AbstractOverallVarianceAnalyzer¶
Abstract class for an analyzer that computes overall variance metrics for subgroups.
Parameters¶
-
base_model
Base model for stability measuring
-
base_model_name (str)
Model name like 'HoeffdingTreeClassifier' or 'LogisticRegression'
-
bootstrap_fraction (float)
[0-1], fraction from train_pd_dataset for fitting an ensemble of base models
-
X_train (pandas.core.frame.DataFrame)
Processed features train set
-
y_train (pandas.core.frame.DataFrame)
Targets train set
-
X_test (pandas.core.frame.DataFrame)
Processed features test set
-
y_test (pandas.core.frame.DataFrame)
Targets test set
-
dataset_name (str)
Name of dataset, used for correct results naming
-
n_estimators (int)
Number of estimators in ensemble to measure base_model stability
-
random_state (int) – defaults to
None
[Optional] Controls the randomness of the bootstrap approach for model arbitrariness evaluation
-
with_predict_proba (bool) – defaults to
True
[Optional] A flag if model can return probabilities for its predictions. If no, only metrics based on labels (not labels and probabilities) will be computed.
-
notebook_logs_stdout (bool) – defaults to
False
[Optional] True, if this interface was execute in a Jupyter notebook, False, otherwise.
-
verbose (int) – defaults to
0
[Optional] Level of logs printing. The greater level provides more logs. As for now, 0, 1, 2 levels are supported.
Methods¶
UQ_by_boostrap
Quantifying uncertainty of the base model by constructing an ensemble from bootstrapped samples.

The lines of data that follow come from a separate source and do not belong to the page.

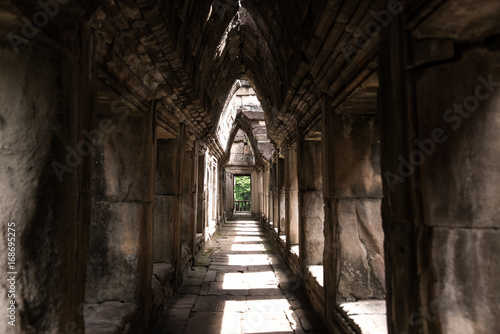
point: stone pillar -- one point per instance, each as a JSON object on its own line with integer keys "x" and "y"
{"x": 187, "y": 206}
{"x": 280, "y": 167}
{"x": 165, "y": 201}
{"x": 193, "y": 226}
{"x": 276, "y": 194}
{"x": 47, "y": 99}
{"x": 255, "y": 193}
{"x": 439, "y": 131}
{"x": 120, "y": 253}
{"x": 311, "y": 207}
{"x": 331, "y": 251}
{"x": 229, "y": 179}
{"x": 179, "y": 174}
{"x": 291, "y": 196}
{"x": 200, "y": 220}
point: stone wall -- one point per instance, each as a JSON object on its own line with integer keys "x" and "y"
{"x": 440, "y": 186}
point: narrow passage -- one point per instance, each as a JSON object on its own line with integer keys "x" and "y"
{"x": 239, "y": 285}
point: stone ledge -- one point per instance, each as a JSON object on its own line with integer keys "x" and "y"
{"x": 369, "y": 315}
{"x": 109, "y": 318}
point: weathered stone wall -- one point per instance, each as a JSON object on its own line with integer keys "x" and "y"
{"x": 439, "y": 123}
{"x": 44, "y": 193}
{"x": 312, "y": 214}
{"x": 165, "y": 201}
{"x": 120, "y": 261}
{"x": 357, "y": 190}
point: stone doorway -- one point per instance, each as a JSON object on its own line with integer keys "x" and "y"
{"x": 242, "y": 194}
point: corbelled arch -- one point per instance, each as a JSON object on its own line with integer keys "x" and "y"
{"x": 243, "y": 123}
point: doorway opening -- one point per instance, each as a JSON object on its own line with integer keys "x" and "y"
{"x": 242, "y": 194}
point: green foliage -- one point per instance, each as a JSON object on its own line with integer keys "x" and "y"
{"x": 242, "y": 188}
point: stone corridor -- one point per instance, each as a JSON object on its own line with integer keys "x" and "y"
{"x": 239, "y": 284}
{"x": 369, "y": 130}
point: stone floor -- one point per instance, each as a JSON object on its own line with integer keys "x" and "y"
{"x": 239, "y": 285}
{"x": 369, "y": 315}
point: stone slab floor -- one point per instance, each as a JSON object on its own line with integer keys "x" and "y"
{"x": 239, "y": 285}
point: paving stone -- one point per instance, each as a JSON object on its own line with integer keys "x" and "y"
{"x": 239, "y": 285}
{"x": 211, "y": 275}
{"x": 220, "y": 304}
{"x": 169, "y": 327}
{"x": 214, "y": 323}
{"x": 177, "y": 314}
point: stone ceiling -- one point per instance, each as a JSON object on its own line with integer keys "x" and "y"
{"x": 288, "y": 50}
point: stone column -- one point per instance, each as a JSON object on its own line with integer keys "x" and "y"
{"x": 229, "y": 179}
{"x": 47, "y": 99}
{"x": 439, "y": 131}
{"x": 255, "y": 193}
{"x": 120, "y": 253}
{"x": 201, "y": 194}
{"x": 311, "y": 208}
{"x": 291, "y": 196}
{"x": 187, "y": 206}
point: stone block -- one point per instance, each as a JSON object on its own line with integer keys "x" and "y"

Return a dictionary where keys are models indexes, and values are lists of correspondent model predictions for X_test set.
Parameters
- boostrap_size (int)
- with_replacement (bool)
- with_fit (bool) – defaults to
True
compute_metrics
Measure metrics for the base model. Save results to a .csv file.
Parameters
- save_results (bool) – defaults to
True
- with_fit (bool) – defaults to
True